Şairin de dediği gibi, kalkıp gitmek istediğimiz yerlere kalkıp gidemeyince biz de dalıp gidiyoruz.

 

Hemen şu anda, her şeyi bir kenara sallayıp müthiş bir yolculuğa çıkmaya ne dersin?

 

O zaman tak kemerleri! Çünkü uçuyoruz ve hadi yine ballısın, cam kenarındasın. Solunda da baban oturuyor. Gece yolculuğu bu ve hava biraz bulutlu. Ama yine de bu hal aşağıda görünen şehir ışıklarını seyretmene engel olamıyor. Göstergeye göre çok hızlı şekilde kıtaları aşıp denizlerin üzerinden doğru süzülüyorsunuz. Ve sen de camdan ışıklarla yaldızlı adaları seyrediyorsun. Biraz sonra uçakta ışıklar söndürülüyor. Baban uykuya dalıyor ama senin için kıpır kıpır. Uyuyup da ne yapacaksın ki, zaten rüya gibi… Yeryüzünde aşağıdan baktığın yıldızlar şimdi gözlerinin hizasında ve sanki yıldızların arasında yolculuk ediyorsun. Nereye mi?

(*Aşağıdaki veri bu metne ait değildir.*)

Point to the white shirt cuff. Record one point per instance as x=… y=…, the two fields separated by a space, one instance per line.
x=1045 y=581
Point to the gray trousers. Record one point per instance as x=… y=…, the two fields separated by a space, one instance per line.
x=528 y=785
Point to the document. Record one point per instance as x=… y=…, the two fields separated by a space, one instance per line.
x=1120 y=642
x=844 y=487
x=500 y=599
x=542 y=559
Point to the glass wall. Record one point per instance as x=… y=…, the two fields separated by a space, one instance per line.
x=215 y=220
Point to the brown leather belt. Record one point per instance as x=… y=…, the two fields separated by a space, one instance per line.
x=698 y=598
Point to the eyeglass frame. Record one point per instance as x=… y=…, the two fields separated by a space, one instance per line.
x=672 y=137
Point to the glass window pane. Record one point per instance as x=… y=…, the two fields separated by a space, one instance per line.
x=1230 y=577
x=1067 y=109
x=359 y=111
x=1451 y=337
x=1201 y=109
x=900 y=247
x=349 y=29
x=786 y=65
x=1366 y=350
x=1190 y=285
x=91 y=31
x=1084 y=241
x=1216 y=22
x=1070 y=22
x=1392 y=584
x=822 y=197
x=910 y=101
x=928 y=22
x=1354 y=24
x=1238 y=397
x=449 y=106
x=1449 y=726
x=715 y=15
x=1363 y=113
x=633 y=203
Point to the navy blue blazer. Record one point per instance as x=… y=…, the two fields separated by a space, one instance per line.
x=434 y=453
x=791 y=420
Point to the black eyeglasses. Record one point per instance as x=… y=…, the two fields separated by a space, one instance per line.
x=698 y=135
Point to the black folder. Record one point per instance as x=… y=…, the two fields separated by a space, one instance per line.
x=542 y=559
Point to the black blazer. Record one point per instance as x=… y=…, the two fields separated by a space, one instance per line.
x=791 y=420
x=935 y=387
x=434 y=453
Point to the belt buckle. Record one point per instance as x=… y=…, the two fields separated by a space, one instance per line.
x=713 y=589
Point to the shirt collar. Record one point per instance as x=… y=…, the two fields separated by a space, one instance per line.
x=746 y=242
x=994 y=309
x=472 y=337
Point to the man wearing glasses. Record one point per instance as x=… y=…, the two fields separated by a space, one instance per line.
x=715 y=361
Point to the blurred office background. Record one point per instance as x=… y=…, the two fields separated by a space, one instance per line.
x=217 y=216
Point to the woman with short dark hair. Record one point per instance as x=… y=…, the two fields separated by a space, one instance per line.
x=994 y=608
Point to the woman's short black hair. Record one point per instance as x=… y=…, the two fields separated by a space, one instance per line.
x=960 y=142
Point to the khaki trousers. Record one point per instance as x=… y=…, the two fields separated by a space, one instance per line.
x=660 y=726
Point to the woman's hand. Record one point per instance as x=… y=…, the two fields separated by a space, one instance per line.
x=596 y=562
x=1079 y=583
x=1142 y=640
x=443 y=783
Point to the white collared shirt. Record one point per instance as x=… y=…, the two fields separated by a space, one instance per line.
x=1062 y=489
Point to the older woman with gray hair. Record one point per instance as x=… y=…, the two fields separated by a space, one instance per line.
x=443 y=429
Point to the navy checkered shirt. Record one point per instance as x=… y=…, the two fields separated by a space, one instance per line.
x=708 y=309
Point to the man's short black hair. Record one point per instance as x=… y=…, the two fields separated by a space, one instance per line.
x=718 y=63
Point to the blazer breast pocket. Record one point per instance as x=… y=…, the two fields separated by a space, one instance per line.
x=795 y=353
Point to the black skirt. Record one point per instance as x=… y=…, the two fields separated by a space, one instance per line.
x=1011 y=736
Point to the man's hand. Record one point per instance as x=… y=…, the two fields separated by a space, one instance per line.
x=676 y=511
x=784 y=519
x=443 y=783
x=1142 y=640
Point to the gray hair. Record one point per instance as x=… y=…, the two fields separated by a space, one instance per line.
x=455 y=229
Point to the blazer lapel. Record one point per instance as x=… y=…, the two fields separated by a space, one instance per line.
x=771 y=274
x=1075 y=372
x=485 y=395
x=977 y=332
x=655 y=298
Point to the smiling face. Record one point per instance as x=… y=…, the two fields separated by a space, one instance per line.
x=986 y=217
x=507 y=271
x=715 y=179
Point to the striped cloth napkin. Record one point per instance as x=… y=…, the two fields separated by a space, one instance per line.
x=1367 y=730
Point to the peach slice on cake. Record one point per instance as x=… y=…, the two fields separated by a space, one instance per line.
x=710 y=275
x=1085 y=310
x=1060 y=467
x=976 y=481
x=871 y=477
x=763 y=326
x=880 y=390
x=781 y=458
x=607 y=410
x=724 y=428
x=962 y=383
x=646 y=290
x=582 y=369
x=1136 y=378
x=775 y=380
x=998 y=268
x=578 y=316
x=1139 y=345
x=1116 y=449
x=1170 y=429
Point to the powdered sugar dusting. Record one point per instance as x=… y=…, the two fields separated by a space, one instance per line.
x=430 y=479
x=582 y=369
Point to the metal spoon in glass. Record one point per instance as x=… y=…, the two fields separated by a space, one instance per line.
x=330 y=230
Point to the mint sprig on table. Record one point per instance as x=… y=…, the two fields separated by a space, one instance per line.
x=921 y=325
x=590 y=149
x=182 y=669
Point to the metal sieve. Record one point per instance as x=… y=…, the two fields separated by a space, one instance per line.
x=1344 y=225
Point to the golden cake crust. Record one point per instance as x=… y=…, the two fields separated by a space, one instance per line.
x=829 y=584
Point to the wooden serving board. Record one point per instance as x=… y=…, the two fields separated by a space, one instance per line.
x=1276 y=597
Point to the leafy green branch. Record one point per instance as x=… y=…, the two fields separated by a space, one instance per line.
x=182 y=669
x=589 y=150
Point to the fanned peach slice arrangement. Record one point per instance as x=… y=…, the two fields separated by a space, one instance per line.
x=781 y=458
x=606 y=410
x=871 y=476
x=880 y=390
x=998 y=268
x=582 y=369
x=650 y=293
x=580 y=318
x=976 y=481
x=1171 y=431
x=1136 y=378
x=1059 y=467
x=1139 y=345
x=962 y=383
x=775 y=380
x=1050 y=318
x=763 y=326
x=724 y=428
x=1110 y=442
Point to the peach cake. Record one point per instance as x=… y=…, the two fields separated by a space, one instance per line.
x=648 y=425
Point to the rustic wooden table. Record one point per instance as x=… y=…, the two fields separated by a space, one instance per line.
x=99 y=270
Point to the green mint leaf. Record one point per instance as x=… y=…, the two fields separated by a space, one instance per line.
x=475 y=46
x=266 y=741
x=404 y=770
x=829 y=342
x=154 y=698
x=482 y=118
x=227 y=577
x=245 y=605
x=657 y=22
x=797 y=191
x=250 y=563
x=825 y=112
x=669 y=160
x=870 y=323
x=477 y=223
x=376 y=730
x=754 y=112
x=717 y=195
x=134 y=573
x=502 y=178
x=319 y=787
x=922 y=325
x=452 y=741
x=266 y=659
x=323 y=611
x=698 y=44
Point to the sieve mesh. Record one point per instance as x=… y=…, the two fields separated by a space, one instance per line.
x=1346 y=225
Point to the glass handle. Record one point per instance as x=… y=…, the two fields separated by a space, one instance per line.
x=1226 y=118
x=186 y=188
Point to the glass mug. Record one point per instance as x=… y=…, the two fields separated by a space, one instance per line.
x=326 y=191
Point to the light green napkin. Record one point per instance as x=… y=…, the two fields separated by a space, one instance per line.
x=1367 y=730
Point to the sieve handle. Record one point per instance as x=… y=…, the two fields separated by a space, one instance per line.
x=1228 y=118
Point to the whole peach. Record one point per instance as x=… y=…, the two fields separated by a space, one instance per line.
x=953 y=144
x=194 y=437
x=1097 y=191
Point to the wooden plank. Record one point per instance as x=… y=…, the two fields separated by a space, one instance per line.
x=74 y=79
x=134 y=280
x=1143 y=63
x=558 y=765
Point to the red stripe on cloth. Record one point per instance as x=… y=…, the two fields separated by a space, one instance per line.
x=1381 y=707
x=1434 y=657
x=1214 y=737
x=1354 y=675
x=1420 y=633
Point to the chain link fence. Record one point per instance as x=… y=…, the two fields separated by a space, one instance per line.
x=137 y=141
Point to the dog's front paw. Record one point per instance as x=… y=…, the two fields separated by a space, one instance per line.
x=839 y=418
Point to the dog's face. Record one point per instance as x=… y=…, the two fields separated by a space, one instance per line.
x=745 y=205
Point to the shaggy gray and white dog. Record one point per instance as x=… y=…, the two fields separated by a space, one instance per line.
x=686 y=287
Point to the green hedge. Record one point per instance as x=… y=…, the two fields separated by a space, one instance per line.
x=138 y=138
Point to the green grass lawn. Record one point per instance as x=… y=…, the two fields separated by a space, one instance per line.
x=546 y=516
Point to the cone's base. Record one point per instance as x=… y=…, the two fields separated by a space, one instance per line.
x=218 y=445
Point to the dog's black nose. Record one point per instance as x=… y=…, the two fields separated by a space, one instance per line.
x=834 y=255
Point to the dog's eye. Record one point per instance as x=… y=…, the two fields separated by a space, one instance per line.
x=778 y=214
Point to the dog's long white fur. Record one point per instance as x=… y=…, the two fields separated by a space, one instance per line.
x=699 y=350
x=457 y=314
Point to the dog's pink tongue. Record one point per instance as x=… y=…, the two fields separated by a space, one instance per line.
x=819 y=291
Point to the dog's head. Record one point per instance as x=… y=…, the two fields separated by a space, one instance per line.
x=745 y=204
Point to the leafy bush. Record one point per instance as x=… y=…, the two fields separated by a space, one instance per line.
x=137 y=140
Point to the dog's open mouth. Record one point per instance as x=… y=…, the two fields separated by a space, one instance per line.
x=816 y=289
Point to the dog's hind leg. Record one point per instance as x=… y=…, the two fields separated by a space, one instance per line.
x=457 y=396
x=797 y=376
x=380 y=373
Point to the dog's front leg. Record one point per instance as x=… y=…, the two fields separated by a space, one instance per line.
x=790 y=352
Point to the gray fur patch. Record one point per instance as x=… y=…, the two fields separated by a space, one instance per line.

Yıldızların da aslında ışıldayan gözlermişçesine yeryüzüne bakıp hayran hayran seyrettiği bir yere…

 

Sonra, uykuya dalıyorsun…

 

Gözlerini açtığında güneş doğuyor yavaş yavaş. Bulutların üzerinden güneşin yeryüzüne sabah oluşunu seyrediyorsun. Birazdan ineceksiniz. Meğer çok uzak sandığın yer 3 saatlik bir mesafeymiş. Hatta sen cahil cahil ekvatorun altında falan sanıyordun ya, değilmiş 😁

 

Uçak inişe geçiyor. Uçarken korkmadın tabi de şu inerken lambur lumbur sallanmasa daha iyi olacak. Tekerlekler yere çarpa çarpa inmeye sürüşürken senin de kalbin hop hop ediyor😨

Nihayet iniyorsunuz. Eşyalarınızı alıp havaalanını terk ederken Cidde’nin sıcak ve nemli rüzgârı yüzüne çarpıyor. Etrafta uzun uzun palmiye ağaçları var. Oranın belediyesi bu iklim şartlarında renk renk lale dikemiyor tabii. Sıcak yüzüne yüzüne çarparken içinde fırtınalar kopuyor. Günlerdir hayaliyle yatıp kalktığın günün sabahı bu.

 

Eski bir minibüs tarzında bir şeye biniyorsunuz bütün kafile. Ve yol alıyorsunuz Mekke’ye…

 

Uçakta niyet etmiştiniz umre için ve şu an umre yasakları içerisindesin. Yol boyunca yasakları hatırlatıyor rehberler.

 

Derken vakit geliyor.  Kafile başkanı, indiğiniz zaman size başlarınızı eğmenizi söylüyor.

Çünkü Kâbe’yi ilk gördüğünüzde edeceğiniz duanın kabul müjdesi var.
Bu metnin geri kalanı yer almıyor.